Sénégal : Ousmane Sonko brigue le perchoir de l’Assemblée nationale sur fond de vives tensions

Ce mardi 26 mai, l’hémicycle sénégalais est le théâtre d’un tournant politique majeur. Les députés se réunissent pour examiner la réintégration d’Ousmane Sonko au sein de l’Assemblée nationale. Cette procédure, perçue comme un prélude à son élection à la tête de l’institution, suscite une levée de boucliers au sein de l’opposition, qui n’hésite pas à parler de dérive démocratique.

Sénégal : Ousmane Sonko en route vers la présidence de l’Assemblée, l’opposition dénonce un « coup d’Etat institutionnel »

Un retour stratégique au Parlement

Après avoir été démis de ses fonctions de Premier ministre vendredi dernier par le président Bassirou Diomaye Faye, Ousmane Sonko semble déjà préparer son rebond. La session parlementaire convoquée ce matin doit valider son retour en tant que député, ouvrant ainsi la voie à sa candidature pour la présidence de l’Assemblée nationale.

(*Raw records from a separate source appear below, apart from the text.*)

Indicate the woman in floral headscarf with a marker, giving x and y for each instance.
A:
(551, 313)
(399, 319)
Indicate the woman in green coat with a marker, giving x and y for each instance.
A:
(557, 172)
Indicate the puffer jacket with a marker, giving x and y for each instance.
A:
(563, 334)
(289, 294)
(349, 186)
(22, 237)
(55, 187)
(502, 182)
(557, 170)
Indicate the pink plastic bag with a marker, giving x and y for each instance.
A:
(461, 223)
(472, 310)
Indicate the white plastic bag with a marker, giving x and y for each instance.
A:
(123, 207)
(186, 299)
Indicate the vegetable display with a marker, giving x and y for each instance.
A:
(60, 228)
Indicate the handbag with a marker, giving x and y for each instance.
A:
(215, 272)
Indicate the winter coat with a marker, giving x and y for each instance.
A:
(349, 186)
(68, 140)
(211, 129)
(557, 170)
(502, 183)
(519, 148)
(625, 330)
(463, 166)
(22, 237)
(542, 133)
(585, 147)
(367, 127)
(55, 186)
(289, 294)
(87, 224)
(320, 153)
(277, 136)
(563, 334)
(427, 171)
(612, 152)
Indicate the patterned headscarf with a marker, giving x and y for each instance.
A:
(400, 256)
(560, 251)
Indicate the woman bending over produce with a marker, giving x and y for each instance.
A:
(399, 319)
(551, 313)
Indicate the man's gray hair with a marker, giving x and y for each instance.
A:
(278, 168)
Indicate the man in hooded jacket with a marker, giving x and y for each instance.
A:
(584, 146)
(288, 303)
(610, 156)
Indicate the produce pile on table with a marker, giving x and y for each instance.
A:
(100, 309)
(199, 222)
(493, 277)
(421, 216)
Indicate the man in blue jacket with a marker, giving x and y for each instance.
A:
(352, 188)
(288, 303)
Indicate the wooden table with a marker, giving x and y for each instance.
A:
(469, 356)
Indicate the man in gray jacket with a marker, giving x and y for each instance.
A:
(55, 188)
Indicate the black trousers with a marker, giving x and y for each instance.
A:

Ce mouvement fait suite à la démission surprise, dimanche, d’El Malick Ndiaye, un proche allié qui occupait jusqu’alors le perchoir. Avec 130 sièges sur 165, le parti Pastef détient les leviers nécessaires pour imposer son leader à la tête du pouvoir législatif.

La colère de l’opposition face au « forcing »

Pour les adversaires politiques du pouvoir en place, cette manœuvre est inacceptable. La coalition d’opposition dénonce une manipulation des textes législatifs. Lors d’une intervention publique lundi, la députée Aïssata Tall Sall a fustigé ce qu’elle qualifie de « coup d’État institutionnel ». Elle soutient que la procédure de réinstallation immédiate d’Ousmane Sonko ne respecte pas les délais légaux ni la séparation des fonctions. Face à ce qu’ils considèrent comme un passage en force, les opposants exhortent désormais le chef de l’État, Bassirou Diomaye Faye, à solliciter l’arbitrage du Conseil constitutionnel pour clarifier la légalité de cette démarche.

Une rupture consommée entre les deux alliés d’hier

Cette accélération du calendrier politique intervient dans un climat de rupture entre Ousmane Sonko et Bassirou Diomaye Faye. Bien que Sonko ait été l’artisan principal de l’accession de Faye à la magistrature suprême en 2024, leur compagnonnage s’est brisé. Les tensions accumulées au cours des derniers mois ont abouti au limogeage du Premier ministre. Aujourd’hui, l’installation de Sonko à la tête de l’Assemblée nationale pourrait redéfinir l’équilibre des pouvoirs au Sénégal, créant un nouveau pôle d’influence face à la présidence.